Last week Léon was quite under the weather but there was no convincing him to miss Beavers. He got dressed for his session and then I left him alone while I got my shoes on. When I returned, he'd fallen asleep on the couch like a baby. It must have been the first time in six years I've seen him in that position. Suddenly he looked so sweet, vulnerable and tiny to me.

Thomas's car

Thomas's new car by PhylB
Thomas's new car, a photo by PhylB on Flickr.

Thomas's little Nissan has been annoying me today. I'd forgotten but it did the same last winter too.

At least once every winter we have a day that is so cold that the back windscreen wiper freezes onto the window. Of course, you aren't aware it is frozen on when you reverse out to do the school run and turning it on to move the dusting of snow blows the fuse.

This is particularly annoying because when you open the fuse compartment, you are confronted by approximately 12-15 fuses. They are in an incredibly awkward and tight space under the steering wheel. So I wedge myself in and read the function of each fuse with the help of a torch and my glasses. We have light, radio, washers, electrics - you name it but the fuse box claims none of the fuses relates to the wipers... grrr. So I pull each one out and look at it to see which one is burnt out. They all look intact. I then sit scratching my head as to what to do next when I notice the back wiper has miraculously started working again after three months of acting dead as a dodo. It is as if pulling out all the fuses resets something. So once again, I am none the wiser as to which of the annoying fuses I need to pull every year.

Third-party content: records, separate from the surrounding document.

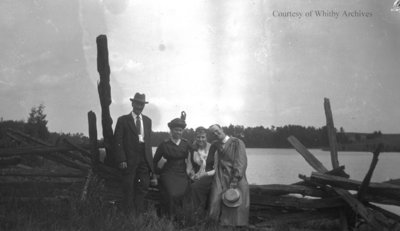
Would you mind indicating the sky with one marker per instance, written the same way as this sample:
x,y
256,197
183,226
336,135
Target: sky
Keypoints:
x,y
241,62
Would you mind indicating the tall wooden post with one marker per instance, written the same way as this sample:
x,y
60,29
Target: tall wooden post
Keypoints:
x,y
331,133
104,90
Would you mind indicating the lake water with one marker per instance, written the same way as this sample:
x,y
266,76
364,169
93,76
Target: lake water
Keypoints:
x,y
282,166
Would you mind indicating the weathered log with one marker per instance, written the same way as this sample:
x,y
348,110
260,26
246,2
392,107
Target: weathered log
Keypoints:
x,y
104,90
359,208
93,139
296,217
367,179
331,133
281,189
393,181
55,199
385,212
9,161
40,173
67,153
308,156
350,184
296,202
81,149
4,152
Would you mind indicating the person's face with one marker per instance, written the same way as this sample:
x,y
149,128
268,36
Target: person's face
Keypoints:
x,y
137,107
201,139
176,133
218,132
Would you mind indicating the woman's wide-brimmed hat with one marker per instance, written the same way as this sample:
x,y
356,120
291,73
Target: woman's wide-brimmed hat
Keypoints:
x,y
232,197
140,98
177,122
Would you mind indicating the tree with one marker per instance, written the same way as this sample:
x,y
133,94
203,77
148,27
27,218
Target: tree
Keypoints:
x,y
37,123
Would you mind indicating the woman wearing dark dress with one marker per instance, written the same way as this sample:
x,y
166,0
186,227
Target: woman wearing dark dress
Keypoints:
x,y
174,181
201,170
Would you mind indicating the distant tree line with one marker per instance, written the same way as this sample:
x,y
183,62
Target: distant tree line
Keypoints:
x,y
253,137
264,137
35,126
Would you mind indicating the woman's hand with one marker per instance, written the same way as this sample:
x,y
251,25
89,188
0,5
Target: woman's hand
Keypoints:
x,y
198,176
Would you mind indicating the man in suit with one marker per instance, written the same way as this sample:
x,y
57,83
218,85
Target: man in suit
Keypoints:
x,y
133,154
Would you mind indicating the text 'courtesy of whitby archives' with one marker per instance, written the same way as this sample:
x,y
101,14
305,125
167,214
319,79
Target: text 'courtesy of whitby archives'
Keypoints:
x,y
335,14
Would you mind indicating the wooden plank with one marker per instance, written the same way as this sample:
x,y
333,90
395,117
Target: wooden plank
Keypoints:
x,y
104,90
359,208
89,178
382,193
331,133
93,138
308,156
367,179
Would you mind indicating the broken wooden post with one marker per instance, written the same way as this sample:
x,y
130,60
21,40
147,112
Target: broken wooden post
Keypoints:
x,y
93,139
359,208
86,186
367,179
331,133
104,90
308,156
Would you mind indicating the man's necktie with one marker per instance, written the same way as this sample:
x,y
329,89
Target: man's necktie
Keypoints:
x,y
138,127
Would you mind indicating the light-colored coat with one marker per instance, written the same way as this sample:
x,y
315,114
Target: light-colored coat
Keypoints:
x,y
231,161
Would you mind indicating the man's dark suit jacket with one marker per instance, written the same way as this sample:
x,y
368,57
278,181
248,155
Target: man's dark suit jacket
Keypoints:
x,y
127,141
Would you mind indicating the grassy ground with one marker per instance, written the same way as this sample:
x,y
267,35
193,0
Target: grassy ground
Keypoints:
x,y
89,215
97,215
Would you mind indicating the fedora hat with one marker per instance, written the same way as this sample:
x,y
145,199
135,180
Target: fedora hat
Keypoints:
x,y
232,197
140,98
177,122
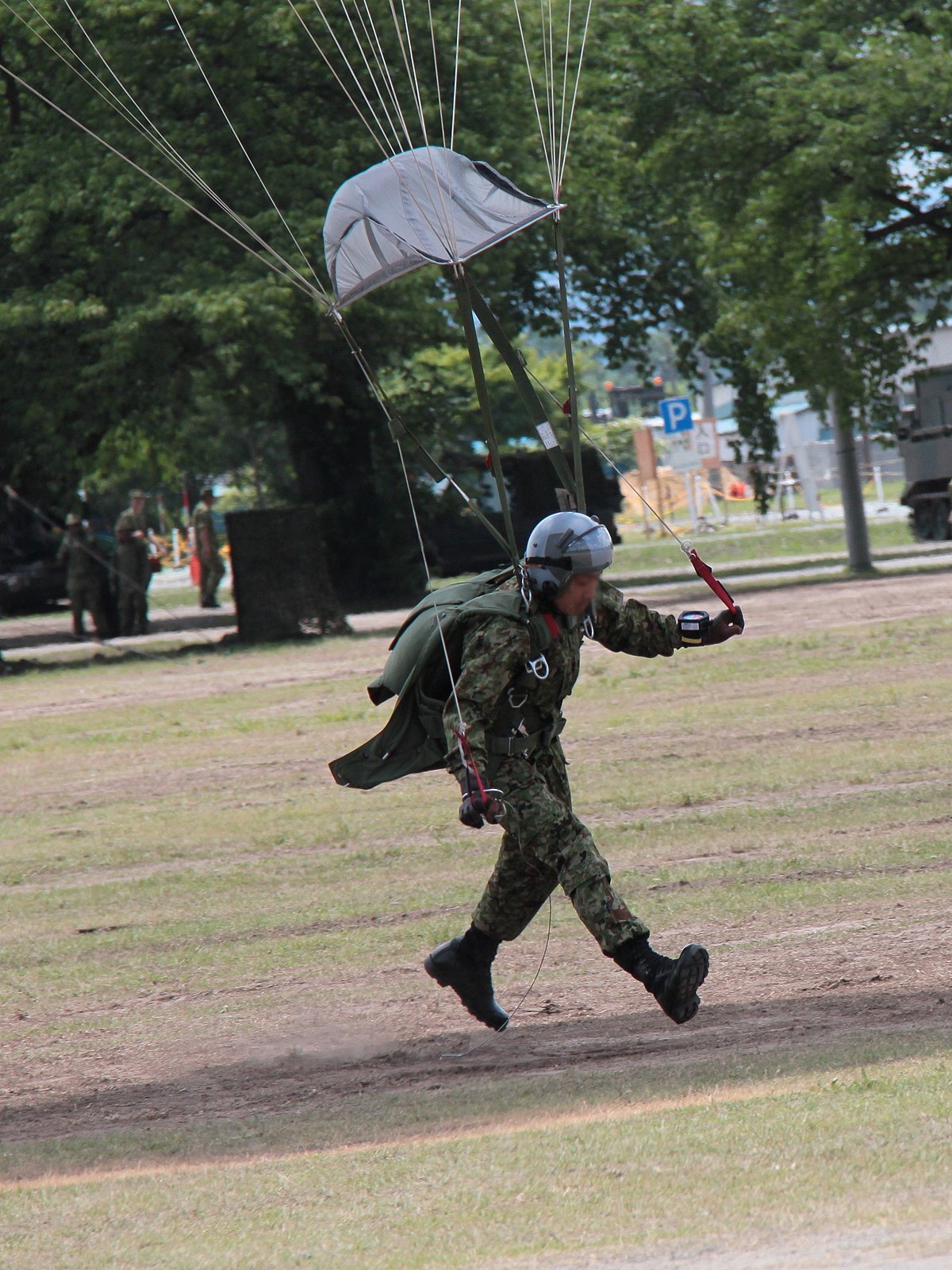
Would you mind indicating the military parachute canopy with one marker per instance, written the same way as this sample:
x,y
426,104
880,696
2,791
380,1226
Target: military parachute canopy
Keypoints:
x,y
424,206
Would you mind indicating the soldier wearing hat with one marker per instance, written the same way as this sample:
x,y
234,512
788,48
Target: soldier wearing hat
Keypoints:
x,y
211,568
84,577
132,571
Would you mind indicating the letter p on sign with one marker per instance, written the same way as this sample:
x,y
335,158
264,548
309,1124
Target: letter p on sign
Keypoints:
x,y
676,413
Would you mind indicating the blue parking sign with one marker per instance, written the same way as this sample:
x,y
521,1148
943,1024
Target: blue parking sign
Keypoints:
x,y
676,413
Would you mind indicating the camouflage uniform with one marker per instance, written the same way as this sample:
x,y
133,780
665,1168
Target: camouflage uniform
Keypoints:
x,y
132,572
545,844
84,578
211,572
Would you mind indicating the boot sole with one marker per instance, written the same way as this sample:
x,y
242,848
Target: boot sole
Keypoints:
x,y
432,969
681,1001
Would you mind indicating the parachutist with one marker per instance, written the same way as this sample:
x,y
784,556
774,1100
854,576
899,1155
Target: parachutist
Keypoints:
x,y
469,658
518,749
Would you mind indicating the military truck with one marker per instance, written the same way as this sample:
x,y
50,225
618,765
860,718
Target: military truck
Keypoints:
x,y
456,541
926,446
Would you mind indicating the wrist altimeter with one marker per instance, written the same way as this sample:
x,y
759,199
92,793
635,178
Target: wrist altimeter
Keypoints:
x,y
693,626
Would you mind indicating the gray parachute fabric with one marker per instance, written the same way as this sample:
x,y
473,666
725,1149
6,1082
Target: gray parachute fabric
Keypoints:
x,y
424,206
416,675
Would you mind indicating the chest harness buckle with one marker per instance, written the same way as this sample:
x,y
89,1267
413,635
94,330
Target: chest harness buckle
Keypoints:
x,y
539,667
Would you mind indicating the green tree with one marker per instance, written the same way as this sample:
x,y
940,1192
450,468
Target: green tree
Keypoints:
x,y
786,169
124,315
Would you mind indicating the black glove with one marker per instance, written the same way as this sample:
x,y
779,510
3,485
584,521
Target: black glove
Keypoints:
x,y
478,810
724,626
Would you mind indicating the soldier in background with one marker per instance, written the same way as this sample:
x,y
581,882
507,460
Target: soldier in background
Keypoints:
x,y
132,569
84,577
213,571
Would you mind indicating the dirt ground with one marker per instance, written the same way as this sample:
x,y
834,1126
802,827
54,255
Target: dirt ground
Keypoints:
x,y
323,1045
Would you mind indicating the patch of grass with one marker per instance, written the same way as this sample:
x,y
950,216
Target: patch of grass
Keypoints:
x,y
781,1159
175,863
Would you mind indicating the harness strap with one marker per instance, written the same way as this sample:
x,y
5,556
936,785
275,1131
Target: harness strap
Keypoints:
x,y
518,745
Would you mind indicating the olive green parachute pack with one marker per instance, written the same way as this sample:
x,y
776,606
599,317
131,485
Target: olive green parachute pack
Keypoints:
x,y
418,673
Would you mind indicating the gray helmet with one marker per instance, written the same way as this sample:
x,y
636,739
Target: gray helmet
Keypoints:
x,y
564,544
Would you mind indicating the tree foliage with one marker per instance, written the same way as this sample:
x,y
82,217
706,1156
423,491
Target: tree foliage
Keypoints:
x,y
780,190
133,329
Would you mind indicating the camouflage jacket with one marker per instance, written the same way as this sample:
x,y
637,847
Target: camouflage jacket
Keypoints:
x,y
82,558
202,520
498,698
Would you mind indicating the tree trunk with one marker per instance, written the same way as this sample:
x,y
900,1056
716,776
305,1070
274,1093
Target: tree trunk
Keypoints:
x,y
850,488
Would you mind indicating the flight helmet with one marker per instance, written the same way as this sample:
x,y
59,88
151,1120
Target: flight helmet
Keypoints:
x,y
564,544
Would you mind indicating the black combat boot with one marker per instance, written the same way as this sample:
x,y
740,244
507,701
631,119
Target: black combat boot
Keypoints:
x,y
465,965
673,984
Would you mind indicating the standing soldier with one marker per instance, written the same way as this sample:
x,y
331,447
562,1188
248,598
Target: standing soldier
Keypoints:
x,y
213,571
512,704
132,571
84,577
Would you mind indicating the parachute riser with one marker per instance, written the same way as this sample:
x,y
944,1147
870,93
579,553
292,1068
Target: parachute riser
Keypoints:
x,y
569,364
479,378
400,432
517,368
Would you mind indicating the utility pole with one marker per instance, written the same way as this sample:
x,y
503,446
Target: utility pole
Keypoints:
x,y
706,385
850,488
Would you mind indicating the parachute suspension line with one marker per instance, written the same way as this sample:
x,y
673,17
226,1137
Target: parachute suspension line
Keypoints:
x,y
444,230
384,67
399,429
473,347
546,152
283,268
516,364
456,71
431,587
141,124
406,48
555,130
376,130
575,88
240,143
569,365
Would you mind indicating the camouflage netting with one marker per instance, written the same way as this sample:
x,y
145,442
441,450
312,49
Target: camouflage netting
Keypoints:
x,y
279,575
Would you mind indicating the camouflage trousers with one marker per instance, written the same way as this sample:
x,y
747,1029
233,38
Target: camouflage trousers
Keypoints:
x,y
88,596
211,573
545,846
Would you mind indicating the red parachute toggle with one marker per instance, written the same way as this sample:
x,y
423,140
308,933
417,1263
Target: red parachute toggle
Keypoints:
x,y
706,575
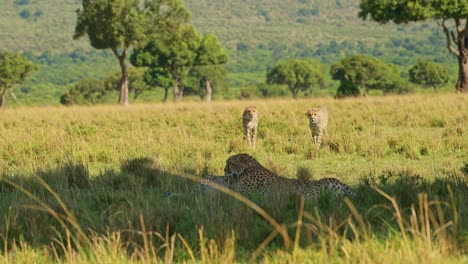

If it does it again next year I'm trading it in!

Saturday, March 10, 2012

Dutch or Kashmiri crispbreads?

I often stayed at my granny's house on a Friday night as a child. She used to give us Dutch crispbread as a suppertime snack. We ate them with butter. I really loved them. In Sainsburys last week we saw this Kasmiri version and assumed they'd be the same. We bought them for breakfast. Imagine our surprise when it turned out they tasted even better... like the ones from my childhood only sweeter. Yum!